A finite group with three nilpotent subgroups

Question

Suppose $G$ is a finite group with subgroups $H_i\leq G$, for $i\in\{1,2,3\}$, such that

• $H_i$ is nilpotent for all $i\in\{1,2,3\}$,
• if $i,j\in\{1,2,3\}$ are distinct then $\text{gcd}([G:H_i],[G:H_j])=1$.

Prove that $G$ is nilpotent.

Answer 1

We show each Sylow $p$-subgroup is normal.

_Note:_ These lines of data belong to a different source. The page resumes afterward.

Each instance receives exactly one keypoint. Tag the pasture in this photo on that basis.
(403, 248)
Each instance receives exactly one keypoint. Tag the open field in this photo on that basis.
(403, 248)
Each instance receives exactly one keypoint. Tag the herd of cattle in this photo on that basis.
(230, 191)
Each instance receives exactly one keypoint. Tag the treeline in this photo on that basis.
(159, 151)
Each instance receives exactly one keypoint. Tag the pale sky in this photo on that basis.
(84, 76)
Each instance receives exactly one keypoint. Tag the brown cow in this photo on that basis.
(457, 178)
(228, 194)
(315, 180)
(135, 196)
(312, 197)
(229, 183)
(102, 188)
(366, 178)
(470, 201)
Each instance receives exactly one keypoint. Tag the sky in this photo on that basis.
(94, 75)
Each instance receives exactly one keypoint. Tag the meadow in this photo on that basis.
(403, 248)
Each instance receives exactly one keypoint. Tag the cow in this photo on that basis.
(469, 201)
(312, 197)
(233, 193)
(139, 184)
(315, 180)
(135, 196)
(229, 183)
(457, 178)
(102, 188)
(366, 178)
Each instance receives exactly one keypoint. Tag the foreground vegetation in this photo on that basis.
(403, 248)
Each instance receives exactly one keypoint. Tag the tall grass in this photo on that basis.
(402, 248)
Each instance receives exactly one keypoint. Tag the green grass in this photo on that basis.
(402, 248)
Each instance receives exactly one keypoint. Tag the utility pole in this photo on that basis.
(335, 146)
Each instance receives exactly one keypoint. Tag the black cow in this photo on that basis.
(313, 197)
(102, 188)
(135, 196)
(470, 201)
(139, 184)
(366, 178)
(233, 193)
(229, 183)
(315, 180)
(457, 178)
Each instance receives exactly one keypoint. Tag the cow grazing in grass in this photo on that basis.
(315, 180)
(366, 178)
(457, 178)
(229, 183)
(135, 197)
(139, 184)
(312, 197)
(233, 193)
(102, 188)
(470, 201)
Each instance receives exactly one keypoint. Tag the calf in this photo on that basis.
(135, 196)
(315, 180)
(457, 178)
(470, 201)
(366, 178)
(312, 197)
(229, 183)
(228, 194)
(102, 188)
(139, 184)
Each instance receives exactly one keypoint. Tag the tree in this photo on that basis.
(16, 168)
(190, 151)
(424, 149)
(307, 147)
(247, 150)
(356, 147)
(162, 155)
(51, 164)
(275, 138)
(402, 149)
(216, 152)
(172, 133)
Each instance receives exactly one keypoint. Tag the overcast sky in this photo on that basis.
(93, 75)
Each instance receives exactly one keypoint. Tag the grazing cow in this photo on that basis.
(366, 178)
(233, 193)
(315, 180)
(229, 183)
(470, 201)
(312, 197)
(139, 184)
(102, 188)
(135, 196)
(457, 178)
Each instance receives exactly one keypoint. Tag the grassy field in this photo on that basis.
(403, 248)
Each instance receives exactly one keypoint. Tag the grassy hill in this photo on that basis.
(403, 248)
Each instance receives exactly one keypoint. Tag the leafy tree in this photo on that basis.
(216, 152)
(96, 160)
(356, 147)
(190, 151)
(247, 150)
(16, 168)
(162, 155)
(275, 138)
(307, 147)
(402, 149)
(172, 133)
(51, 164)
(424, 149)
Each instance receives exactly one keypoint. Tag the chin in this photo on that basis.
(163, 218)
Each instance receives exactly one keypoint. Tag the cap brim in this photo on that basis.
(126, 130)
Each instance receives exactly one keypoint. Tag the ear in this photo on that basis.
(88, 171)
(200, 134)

Let $p$ be a prime dividing $|G|$. Since the $[G:H_i]$ are relatively prime, $p$ can only divide one of the $[G:H_i]$. Let $\{i,j,k\} =\{1,2,3\}$ and let $P_j$ be a Sylow $p$-subgroup of $H_j$. Since $p$ does not divide $[G:H_j]$, $P_j$ is also a Sylow $p$-subgroup of $G$. Similarly, let $P_k$ be a Sylow $p$-subgroup of $H_k$ and conclude it is a Sylow $p$-subgroup of $G$. By Sylow's theorem, some conjugate of $H_k$ (WLOG $H_k$ itself) contains $P_j$, so (by the same WLOG) we can take $P=P_j=P_k$. Since both $H_j$ and (that conjugate of) $H_k$ are nilpotent, $P$ is normal in both $H_j$ and (that conjugate of) $H_k$. Let $q$ be a prime dividing $|G|$. Since $\gcd([G:H_j],[G:H_k])=1$, $q$ divides at most one of $[G:H_j],[G:H_k]$, so one of $H_j$, (that conjugate of) $H_k$ contains a Sylow $q$-subgroup $Q$ of $G$. Since both $H_j$ and $H_k$ are nilpotent, we get that $Q$ normalizes $P$. Hence the normalizer $N=N_G(P)$ of $P$ in $G$ contains a Sylow $q$-subgroup of $G$ for every prime divisor $q$ of $G$, so $[G:N_G(P)]$ is not divisible by any prime $q$, so $N_G(P)=G$ and $P$ is normal in $G$.